From: Daniel Borkmann <dborkman@redhat.com>
Subject: Re: [PATCH] crypto: more robust crypto_memneq
Date: Mon, 25 Nov 2013 17:26:57 +0100
Message-ID: <52937A51.6070603@redhat.com>
References: <1385327535-27991-1-git-send-email-cesarb@cesarb.eti.br> <529373C7.10201@openvpn.net>
Mime-Version: 1.0
Content-Type: text/plain; charset=ISO-8859-1; format=flowed
Content-Transfer-Encoding: 7bit
Cc: Cesar Eduardo Barros <cesarb@cesarb.eti.br>,
	linux-crypto@vger.kernel.org,
	Herbert Xu <herbert@gondor.hengli.com.au>,
	"David S. Miller" <davem@davemloft.net>,
	Florian Weimer <fw@deneb.enyo.de>, linux-kernel@vger.kernel.org
To: James Yonan <james@openvpn.net>
In-Reply-To: <529373C7.10201@openvpn.net>
Sender: linux-crypto-owner@vger.kernel.org

On 11/25/2013 04:59 PM, James Yonan wrote:
> On 24/11/2013 14:12, Cesar Eduardo Barros wrote:
>> Disabling compiler optimizations can be fragile, since a new
>> optimization could be added to -O0 or -Os that breaks the assumptions
>> the code is making.
>>
>> Instead of disabling compiler optimizations, use a dummy inline assembly
>> (based on RELOC_HIDE) to block the problematic kinds of optimization,
>> while still allowing other optimizations to be applied to the code.
>>
>> The dummy inline assembly is added after every OR, and has the
>> accumulator variable as its input and output.
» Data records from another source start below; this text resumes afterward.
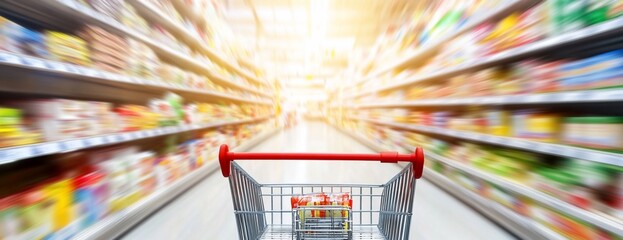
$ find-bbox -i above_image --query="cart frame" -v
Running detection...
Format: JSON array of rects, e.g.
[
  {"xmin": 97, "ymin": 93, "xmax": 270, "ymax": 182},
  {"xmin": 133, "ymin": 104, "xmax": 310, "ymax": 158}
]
[{"xmin": 219, "ymin": 145, "xmax": 424, "ymax": 240}]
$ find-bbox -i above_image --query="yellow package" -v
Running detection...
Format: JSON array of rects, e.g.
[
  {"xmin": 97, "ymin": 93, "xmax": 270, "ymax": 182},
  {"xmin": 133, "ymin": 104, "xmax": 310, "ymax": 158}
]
[{"xmin": 43, "ymin": 179, "xmax": 76, "ymax": 231}]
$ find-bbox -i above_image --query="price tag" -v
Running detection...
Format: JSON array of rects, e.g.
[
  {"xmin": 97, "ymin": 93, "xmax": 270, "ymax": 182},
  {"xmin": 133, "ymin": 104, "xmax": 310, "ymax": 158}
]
[
  {"xmin": 0, "ymin": 147, "xmax": 33, "ymax": 162},
  {"xmin": 82, "ymin": 68, "xmax": 98, "ymax": 77},
  {"xmin": 601, "ymin": 154, "xmax": 623, "ymax": 166},
  {"xmin": 86, "ymin": 137, "xmax": 104, "ymax": 146},
  {"xmin": 48, "ymin": 61, "xmax": 69, "ymax": 72},
  {"xmin": 538, "ymin": 143, "xmax": 569, "ymax": 156},
  {"xmin": 61, "ymin": 139, "xmax": 84, "ymax": 151},
  {"xmin": 122, "ymin": 132, "xmax": 136, "ymax": 141},
  {"xmin": 510, "ymin": 139, "xmax": 532, "ymax": 148},
  {"xmin": 33, "ymin": 143, "xmax": 60, "ymax": 155},
  {"xmin": 0, "ymin": 52, "xmax": 22, "ymax": 64},
  {"xmin": 104, "ymin": 135, "xmax": 117, "ymax": 143},
  {"xmin": 145, "ymin": 130, "xmax": 156, "ymax": 137},
  {"xmin": 22, "ymin": 57, "xmax": 48, "ymax": 68}
]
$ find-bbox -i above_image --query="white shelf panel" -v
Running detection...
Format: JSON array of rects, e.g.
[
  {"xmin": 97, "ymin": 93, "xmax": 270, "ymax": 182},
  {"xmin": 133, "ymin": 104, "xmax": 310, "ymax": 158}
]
[
  {"xmin": 331, "ymin": 125, "xmax": 565, "ymax": 239},
  {"xmin": 42, "ymin": 0, "xmax": 268, "ymax": 95},
  {"xmin": 351, "ymin": 118, "xmax": 623, "ymax": 166},
  {"xmin": 425, "ymin": 151, "xmax": 623, "ymax": 236},
  {"xmin": 425, "ymin": 168, "xmax": 567, "ymax": 240},
  {"xmin": 346, "ymin": 89, "xmax": 623, "ymax": 108},
  {"xmin": 72, "ymin": 128, "xmax": 280, "ymax": 240},
  {"xmin": 0, "ymin": 116, "xmax": 272, "ymax": 165},
  {"xmin": 132, "ymin": 0, "xmax": 266, "ymax": 88},
  {"xmin": 353, "ymin": 0, "xmax": 540, "ymax": 86},
  {"xmin": 345, "ymin": 15, "xmax": 623, "ymax": 98},
  {"xmin": 0, "ymin": 51, "xmax": 272, "ymax": 105}
]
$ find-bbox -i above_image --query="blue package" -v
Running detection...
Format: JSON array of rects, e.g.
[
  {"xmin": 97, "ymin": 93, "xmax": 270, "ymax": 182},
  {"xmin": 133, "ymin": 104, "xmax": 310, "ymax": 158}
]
[{"xmin": 19, "ymin": 28, "xmax": 50, "ymax": 58}]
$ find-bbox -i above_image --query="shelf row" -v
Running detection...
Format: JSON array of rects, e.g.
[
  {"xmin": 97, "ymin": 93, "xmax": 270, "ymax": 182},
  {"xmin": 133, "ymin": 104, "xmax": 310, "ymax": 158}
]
[
  {"xmin": 345, "ymin": 14, "xmax": 623, "ymax": 99},
  {"xmin": 331, "ymin": 89, "xmax": 623, "ymax": 108},
  {"xmin": 426, "ymin": 151, "xmax": 623, "ymax": 235},
  {"xmin": 28, "ymin": 0, "xmax": 270, "ymax": 97},
  {"xmin": 337, "ymin": 124, "xmax": 566, "ymax": 239},
  {"xmin": 0, "ymin": 116, "xmax": 272, "ymax": 165},
  {"xmin": 132, "ymin": 0, "xmax": 266, "ymax": 85},
  {"xmin": 336, "ymin": 124, "xmax": 623, "ymax": 239},
  {"xmin": 72, "ymin": 128, "xmax": 280, "ymax": 240},
  {"xmin": 352, "ymin": 0, "xmax": 541, "ymax": 86},
  {"xmin": 426, "ymin": 169, "xmax": 567, "ymax": 240},
  {"xmin": 0, "ymin": 51, "xmax": 271, "ymax": 105},
  {"xmin": 350, "ymin": 117, "xmax": 623, "ymax": 166}
]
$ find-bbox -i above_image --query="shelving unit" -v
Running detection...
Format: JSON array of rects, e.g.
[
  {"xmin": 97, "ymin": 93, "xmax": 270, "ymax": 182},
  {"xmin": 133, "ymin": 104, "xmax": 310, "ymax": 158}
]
[
  {"xmin": 2, "ymin": 0, "xmax": 270, "ymax": 97},
  {"xmin": 0, "ymin": 0, "xmax": 279, "ymax": 239},
  {"xmin": 130, "ymin": 0, "xmax": 270, "ymax": 88},
  {"xmin": 332, "ymin": 124, "xmax": 566, "ymax": 239},
  {"xmin": 345, "ymin": 15, "xmax": 623, "ymax": 99},
  {"xmin": 0, "ymin": 51, "xmax": 272, "ymax": 105},
  {"xmin": 350, "ymin": 118, "xmax": 623, "ymax": 166},
  {"xmin": 328, "ymin": 1, "xmax": 623, "ymax": 236},
  {"xmin": 0, "ymin": 116, "xmax": 272, "ymax": 165},
  {"xmin": 426, "ymin": 151, "xmax": 623, "ymax": 235},
  {"xmin": 344, "ymin": 0, "xmax": 542, "ymax": 89},
  {"xmin": 73, "ymin": 128, "xmax": 280, "ymax": 240},
  {"xmin": 342, "ymin": 89, "xmax": 623, "ymax": 109}
]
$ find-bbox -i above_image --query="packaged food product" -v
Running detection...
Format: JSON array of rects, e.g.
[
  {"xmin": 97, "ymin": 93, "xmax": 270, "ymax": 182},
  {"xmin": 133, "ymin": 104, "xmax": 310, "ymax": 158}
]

The compiler is forced to
>> assume that the dummy inline assembly could both depend on the
>> accumulator variable and change the accumulator variable, so it is
>> forced to compute the value correctly before the inline assembly, and
>> cannot assume anything about its value after the inline assembly.
>>
>> This change should be enough to make crypto_memneq work correctly (with
>> data-independent timing) even if it is inlined at its call sites. That
>> can be done later in a followup patch.
>>
>> Compile-tested on x86_64.
>>
>> Signed-off-by: Cesar Eduardo Barros <cesarb@cesarb.eti.br>
>
> This approach using __asm__ ("" : "=r" (var) : "0" (var)) to try to prevent compiler optimizations of var is interesting.
>
> I like the fact that it's finer-grained than -Os and doesn't preclude inlining.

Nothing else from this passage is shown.